HP fleeced New York, claims accountant

@ 2012/06/04
New York, New York, the city which was named twice, is furious that HP tried to demand it was paid twice.

New York, New York City comptroller John Liu has penned a report which slams HP for overbilling the Big Apple by $163 million on a long-delayed upgrade to the 911 emergency call system.

Liu said in a statement that his office did an extensive audit of the Emergency Communications Transformation Program (ECTP) project.

The project is managed by the city's Department of Information Technology and Telecommunications. When the project was awarded to HP in 2004 it was supposed to be done in 2008. Now it looks like it's going to take until 2015 to complete.

It is not surprising that Liu is accusing HP of not performing on the contract between April 2005 and April 2008.

However, it also seemed to be issuing incorrect bills for time and materials on its portion of the contract to upgrade the 911 system used by NYPD and the Fire Department City of New York (FDNY).

Liu waded into the DoITT and said everyone must pull up their socks when it comes to vendor selection and payment control processes.

He thinks that the original ECTP contract was fairly straight forward.
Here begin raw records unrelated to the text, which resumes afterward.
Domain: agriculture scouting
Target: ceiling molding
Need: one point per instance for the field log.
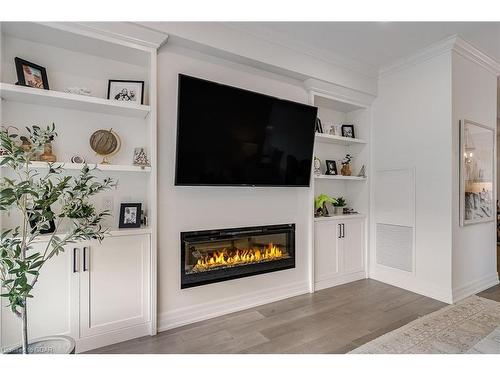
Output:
(454, 43)
(282, 39)
(470, 52)
(126, 32)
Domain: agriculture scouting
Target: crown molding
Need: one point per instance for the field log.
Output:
(451, 44)
(126, 32)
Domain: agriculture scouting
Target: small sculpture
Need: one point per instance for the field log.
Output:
(346, 166)
(105, 143)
The system was supposed to cost no more than $380 million over a five-year term with two options to extend until June 2012.
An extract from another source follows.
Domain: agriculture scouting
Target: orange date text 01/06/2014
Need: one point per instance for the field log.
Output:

But in January of this year, the city projected it would have spent $307 million by mid-April. Last year Northrup Grumman was awarded $286 million to do a second part of the original contract, ballooning the cost to $632m. Liu thinks that the cost overruns beyond this could be as high as an additional $362 million.

The equipment and systems integration portion of the original HP contract was supposed to cost $270 million, with $156 million coming from hardware and software and $114 million for integration services.

Basically it means that HP has overbilled the city by $113 million during the 2005 through 2008 time period despite "unsatisfactory performance".

HP's performance looks particularly bad when Liu had a look at the the timesheets filled out by HP and subcontractors on the project.

He found that as much as $50 million in similarly unjustified costs might have been added to the ECTP contract by HP.

After pressing equal on his calculator the city could recoup as much as $163 million from the HP portion of the contract.

“Taxpayers should be outraged at the fleecing that transpired under City Hall's watch," Liu said in his statement.

Liu has handed off the report to the Manhattan District Attorney's office for a review to see if fraud charges should be brought against HP.

It seems that Liu's report has not been blessed by those elected officials higher up the food chain.

Cas Holloway, Deputy Mayor for Operations for the City of New York told AP that Liu was not going to allow the facts to get in the way of the story he wants to tell.

Liu, Holloway says, misread portions of the HP contract and there was "rigorous oversight" of the billing. Not surprisingly HP agrees.

It said that it was only to deliver the Public Safety Answering Center (PSAC1) system, not a unified computer-aided dispatch system or the PSAC2 system that was awarded to Northrup Grumman.